# Focal Utopia Be tweeters. 99 cents!!!



## EternalGraphics808 (Apr 28, 2009)

Focal Utopia Be Beryllium Tweeters (pair) - eBay (item 260645069099 end time Aug-05-10 20:42:19 PDT)


----------



## pika_ (Feb 18, 2007)

what happened? i was already bidding on these... :mean:


----------



## EternalGraphics808 (Apr 28, 2009)

Someone offered a price, which I accepted, and sent me the money already.


----------



## Freedom First (May 17, 2010)

Did your auction have a "Buy It Now, or Best Offer" option on it? Because if it didn't, that's lamer than _lame_ to put up an auction, and then end it early because you got an "outside" offer to end the auction early.  That's the kind of thing that makes ebay a suck-ass place to do business.

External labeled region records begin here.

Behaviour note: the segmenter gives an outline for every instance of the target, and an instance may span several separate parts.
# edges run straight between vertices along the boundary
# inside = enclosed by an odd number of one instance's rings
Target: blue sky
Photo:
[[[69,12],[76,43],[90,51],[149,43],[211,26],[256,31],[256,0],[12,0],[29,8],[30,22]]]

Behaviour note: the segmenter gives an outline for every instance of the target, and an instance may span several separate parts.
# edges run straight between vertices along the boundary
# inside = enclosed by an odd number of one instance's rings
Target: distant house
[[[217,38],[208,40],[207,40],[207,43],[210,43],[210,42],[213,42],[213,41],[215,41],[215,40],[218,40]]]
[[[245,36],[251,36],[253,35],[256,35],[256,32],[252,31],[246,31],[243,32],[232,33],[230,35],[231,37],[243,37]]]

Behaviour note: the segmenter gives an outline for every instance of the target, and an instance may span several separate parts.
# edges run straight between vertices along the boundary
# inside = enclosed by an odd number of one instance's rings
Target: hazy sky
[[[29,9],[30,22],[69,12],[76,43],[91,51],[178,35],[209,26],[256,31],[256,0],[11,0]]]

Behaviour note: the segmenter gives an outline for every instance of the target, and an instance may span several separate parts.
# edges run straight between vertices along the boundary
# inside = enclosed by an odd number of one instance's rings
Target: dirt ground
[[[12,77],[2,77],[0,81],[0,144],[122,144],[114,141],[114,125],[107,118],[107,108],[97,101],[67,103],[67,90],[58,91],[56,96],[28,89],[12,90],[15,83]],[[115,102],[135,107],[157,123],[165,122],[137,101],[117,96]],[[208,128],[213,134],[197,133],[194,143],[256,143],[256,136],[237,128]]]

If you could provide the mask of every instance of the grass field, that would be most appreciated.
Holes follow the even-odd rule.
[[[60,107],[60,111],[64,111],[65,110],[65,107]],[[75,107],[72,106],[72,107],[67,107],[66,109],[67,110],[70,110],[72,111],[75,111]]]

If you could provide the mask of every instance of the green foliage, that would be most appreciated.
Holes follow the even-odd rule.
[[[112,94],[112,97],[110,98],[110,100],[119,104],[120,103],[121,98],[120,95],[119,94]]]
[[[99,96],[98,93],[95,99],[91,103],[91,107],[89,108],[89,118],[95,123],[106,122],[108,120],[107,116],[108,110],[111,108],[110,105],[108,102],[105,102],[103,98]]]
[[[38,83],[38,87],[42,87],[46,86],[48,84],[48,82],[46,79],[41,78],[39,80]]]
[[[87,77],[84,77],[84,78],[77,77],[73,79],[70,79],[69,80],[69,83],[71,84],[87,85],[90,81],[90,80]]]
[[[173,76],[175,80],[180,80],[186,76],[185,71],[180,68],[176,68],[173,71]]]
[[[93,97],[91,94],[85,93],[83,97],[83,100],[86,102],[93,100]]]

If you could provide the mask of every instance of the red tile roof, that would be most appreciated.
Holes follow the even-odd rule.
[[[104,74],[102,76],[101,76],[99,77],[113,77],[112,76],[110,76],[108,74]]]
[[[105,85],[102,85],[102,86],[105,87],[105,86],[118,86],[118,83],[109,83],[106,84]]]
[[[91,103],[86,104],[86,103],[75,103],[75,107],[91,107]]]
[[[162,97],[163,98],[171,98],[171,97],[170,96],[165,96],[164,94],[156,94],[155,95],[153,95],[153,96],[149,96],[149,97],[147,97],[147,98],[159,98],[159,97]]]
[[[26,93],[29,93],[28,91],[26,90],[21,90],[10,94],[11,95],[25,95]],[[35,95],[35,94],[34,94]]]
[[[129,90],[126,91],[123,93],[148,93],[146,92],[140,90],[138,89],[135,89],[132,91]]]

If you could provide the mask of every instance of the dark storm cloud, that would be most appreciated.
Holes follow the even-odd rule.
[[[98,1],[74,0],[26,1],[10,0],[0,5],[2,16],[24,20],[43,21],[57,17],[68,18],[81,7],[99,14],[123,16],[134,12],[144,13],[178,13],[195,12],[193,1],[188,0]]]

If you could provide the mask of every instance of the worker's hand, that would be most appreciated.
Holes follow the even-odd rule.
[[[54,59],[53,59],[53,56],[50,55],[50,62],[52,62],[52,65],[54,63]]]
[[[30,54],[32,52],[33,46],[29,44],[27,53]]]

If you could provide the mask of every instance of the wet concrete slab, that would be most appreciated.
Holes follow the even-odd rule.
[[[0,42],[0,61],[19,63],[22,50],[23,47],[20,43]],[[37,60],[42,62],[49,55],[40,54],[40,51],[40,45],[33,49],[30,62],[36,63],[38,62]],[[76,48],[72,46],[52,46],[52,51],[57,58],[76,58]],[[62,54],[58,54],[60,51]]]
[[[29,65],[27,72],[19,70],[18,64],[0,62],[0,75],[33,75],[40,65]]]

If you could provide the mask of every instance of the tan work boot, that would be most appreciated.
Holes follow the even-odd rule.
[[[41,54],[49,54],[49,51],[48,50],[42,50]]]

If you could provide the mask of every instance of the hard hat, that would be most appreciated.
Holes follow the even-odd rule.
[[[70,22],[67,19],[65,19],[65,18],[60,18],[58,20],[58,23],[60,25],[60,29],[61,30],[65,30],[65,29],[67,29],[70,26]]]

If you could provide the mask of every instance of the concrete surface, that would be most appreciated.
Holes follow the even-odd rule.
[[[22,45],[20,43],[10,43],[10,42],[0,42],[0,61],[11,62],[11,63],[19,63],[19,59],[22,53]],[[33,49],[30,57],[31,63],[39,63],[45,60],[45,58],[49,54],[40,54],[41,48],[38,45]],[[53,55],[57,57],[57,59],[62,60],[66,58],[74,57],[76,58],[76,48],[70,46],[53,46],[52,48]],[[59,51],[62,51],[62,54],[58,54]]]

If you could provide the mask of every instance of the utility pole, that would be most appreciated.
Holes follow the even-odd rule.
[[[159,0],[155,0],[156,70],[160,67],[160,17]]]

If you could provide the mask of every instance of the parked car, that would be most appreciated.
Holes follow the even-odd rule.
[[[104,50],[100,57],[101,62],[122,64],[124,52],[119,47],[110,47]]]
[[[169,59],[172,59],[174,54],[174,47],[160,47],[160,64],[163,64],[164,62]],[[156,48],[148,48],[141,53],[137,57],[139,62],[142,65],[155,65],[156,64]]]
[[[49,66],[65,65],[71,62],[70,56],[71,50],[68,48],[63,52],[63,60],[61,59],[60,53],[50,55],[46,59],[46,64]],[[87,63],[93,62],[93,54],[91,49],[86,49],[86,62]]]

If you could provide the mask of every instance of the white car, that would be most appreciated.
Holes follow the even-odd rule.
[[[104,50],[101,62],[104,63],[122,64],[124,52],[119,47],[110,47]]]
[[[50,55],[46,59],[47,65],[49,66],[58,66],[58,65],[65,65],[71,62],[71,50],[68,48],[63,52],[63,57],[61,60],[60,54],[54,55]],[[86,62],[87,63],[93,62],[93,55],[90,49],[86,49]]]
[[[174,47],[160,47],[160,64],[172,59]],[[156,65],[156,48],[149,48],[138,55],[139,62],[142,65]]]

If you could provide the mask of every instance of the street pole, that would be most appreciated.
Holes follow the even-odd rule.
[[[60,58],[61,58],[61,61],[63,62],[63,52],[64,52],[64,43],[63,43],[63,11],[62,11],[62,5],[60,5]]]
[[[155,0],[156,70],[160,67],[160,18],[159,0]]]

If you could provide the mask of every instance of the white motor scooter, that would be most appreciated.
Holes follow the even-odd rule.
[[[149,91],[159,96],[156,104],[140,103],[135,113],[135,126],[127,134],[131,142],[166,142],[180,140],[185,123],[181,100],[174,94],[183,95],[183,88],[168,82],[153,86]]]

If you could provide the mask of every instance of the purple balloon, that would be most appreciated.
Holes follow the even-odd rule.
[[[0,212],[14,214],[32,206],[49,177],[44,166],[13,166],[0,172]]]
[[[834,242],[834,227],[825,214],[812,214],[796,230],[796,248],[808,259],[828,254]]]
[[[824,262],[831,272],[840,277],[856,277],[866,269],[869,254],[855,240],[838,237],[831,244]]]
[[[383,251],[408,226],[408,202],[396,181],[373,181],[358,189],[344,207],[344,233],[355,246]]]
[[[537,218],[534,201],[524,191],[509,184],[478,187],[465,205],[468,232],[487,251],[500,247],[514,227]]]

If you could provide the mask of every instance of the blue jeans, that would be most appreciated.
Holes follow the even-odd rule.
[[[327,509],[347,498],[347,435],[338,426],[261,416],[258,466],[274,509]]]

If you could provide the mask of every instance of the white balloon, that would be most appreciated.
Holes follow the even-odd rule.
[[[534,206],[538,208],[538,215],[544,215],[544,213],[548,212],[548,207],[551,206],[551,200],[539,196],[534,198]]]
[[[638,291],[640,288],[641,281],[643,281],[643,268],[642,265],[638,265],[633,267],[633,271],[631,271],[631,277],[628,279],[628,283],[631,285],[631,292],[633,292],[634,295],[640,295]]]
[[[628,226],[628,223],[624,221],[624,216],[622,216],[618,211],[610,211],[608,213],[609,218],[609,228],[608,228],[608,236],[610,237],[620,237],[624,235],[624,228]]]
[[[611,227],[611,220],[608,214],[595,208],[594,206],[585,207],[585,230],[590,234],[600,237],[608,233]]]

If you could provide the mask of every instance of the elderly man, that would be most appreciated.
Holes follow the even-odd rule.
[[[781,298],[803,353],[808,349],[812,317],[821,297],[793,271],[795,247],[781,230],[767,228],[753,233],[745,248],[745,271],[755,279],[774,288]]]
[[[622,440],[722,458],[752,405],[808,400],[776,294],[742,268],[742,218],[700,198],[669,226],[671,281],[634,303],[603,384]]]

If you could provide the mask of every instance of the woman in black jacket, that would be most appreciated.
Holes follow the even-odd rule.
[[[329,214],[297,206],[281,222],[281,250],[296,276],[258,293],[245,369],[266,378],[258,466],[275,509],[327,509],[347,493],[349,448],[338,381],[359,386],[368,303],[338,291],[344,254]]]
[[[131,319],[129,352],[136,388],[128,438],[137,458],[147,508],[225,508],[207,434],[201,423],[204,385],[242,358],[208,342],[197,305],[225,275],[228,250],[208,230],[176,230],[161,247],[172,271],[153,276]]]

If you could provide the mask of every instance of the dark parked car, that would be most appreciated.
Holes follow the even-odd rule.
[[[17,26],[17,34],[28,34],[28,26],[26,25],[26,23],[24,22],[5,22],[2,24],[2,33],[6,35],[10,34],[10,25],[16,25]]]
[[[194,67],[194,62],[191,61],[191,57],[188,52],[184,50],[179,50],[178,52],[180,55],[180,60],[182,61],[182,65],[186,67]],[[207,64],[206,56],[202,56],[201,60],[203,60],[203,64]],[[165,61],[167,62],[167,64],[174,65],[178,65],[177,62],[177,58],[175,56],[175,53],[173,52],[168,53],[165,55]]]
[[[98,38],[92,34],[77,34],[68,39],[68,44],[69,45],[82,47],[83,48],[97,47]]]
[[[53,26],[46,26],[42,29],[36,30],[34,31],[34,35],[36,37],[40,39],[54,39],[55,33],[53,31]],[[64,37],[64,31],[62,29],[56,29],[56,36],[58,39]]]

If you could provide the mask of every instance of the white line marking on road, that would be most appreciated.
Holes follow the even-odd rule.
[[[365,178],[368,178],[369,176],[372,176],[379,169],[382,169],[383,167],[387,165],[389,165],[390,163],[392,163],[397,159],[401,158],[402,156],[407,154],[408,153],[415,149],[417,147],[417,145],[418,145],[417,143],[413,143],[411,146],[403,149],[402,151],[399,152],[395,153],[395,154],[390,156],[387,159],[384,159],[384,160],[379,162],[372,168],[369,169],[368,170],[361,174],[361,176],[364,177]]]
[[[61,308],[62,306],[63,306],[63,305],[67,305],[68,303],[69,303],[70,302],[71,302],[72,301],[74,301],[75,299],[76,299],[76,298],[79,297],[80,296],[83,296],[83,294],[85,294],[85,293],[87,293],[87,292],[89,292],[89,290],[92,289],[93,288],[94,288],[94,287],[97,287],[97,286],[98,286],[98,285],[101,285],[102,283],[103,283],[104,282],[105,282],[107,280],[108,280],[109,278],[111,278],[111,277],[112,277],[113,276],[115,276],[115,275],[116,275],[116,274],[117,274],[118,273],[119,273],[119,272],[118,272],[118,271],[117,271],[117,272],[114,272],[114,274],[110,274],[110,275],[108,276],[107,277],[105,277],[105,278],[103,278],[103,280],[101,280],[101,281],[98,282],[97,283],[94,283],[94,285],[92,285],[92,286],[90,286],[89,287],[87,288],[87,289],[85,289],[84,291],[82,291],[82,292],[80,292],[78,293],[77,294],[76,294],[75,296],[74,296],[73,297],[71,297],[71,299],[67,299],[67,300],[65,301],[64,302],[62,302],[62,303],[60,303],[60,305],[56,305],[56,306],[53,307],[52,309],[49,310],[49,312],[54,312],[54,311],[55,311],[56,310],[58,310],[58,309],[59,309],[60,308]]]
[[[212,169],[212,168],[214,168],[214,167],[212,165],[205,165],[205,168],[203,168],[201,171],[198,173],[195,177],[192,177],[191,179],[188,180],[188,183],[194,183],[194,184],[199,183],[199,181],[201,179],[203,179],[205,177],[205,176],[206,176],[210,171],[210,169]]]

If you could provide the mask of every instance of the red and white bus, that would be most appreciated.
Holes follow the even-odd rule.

For the record, I've _never_ ended an auction early, though I've had plenty of offers to do so. It's patently unfair to those who have placed bids, to yank an auction that people are actively bidding on. I tell 'em "No, I won't end the auction early, but good luck bidding!"

Of course, if your game is to avoid paying ebay fees, then perhaps you shouldn't be using their service?


----------



## EternalGraphics808 (Apr 28, 2009)

Yeah. And if the auction ended at 2$. And i was offered 200? Please don't honestly tell me that you would have sold them for 2$ when you were offered 200$. That would be lamer than lame. 

Ive sold numerous items on eBay and have always paid the fees. So that's obviously not my game. 

It had a BIN. But when someone bids, it removes that option.


----------



## Freedom First (May 17, 2010)

EternalGraphics808 said:


> Yeah. And if the auction ended at 2$. And i was offered 200? Please don't honestly tell me that you would have sold them for 2$ when you were offered 200$. That would be lamer than lame.
> 
> Ive sold numerous items on eBay and have always paid the fees. So that's obviously not my game.
> 
> It had a BIN. But when someone bids, it removes that option.



Ever heard of "Reserve" or a higher starting bid? Kinda explodes your argument...


----------



## EternalGraphics808 (Apr 28, 2009)

Reserve price auctions are a waste f everyones time. If you want a certain amount. Put it for that amount. 
I started it at 99c because as they were damaged I did not know what they were worth. 

Don't see how that explodes my argument. But hey. You know what they say about opinions


----------



## ttocs388 (Jun 25, 2010)

who the hell gave more then 99 cents for tweeters yer dog chewed on?

Not sure how you can let that happen to speakers like that....


----------



## pika_ (Feb 18, 2007)

EternalGraphics808 said:


> Yeah. And if the auction ended at 2$. And i was offered 200? Please don't honestly tell me that you would have sold them for 2$ when you were offered 200$. That would be lamer than lame.
> 
> Ive sold numerous items on eBay and have always paid the fees. So that's obviously not my game.
> 
> It had a BIN. But when someone bids, it removes that option.


whatever... what is done is done! but it's really unfair..

btw what happened to the tweeters? did they have a possible fix?


----------



## Knobby Digital (Aug 17, 2008)

Not fair? WTF is wrong with you people? He's not morally obligated to let the listing run its course.


----------



## pika_ (Feb 18, 2007)

> Reasons for ending a listing early
> 
> When you end a listing early or make other last-minute changes, buyers may feel disappointed. However, sometimes there is a valid reason why you need to end a listing early.
> 
> ...


From ebay.com... yada yada it's ok i didn't have a plan for them anyway


----------



## Knobby Digital (Aug 17, 2008)

All that says is that bidders may be disappointed, which y'all may be. But this he's being unfair or his argument is "exploded" is straight nonsense. If it were a charity auction, y'all would have a point.


----------



## pika_ (Feb 18, 2007)




----------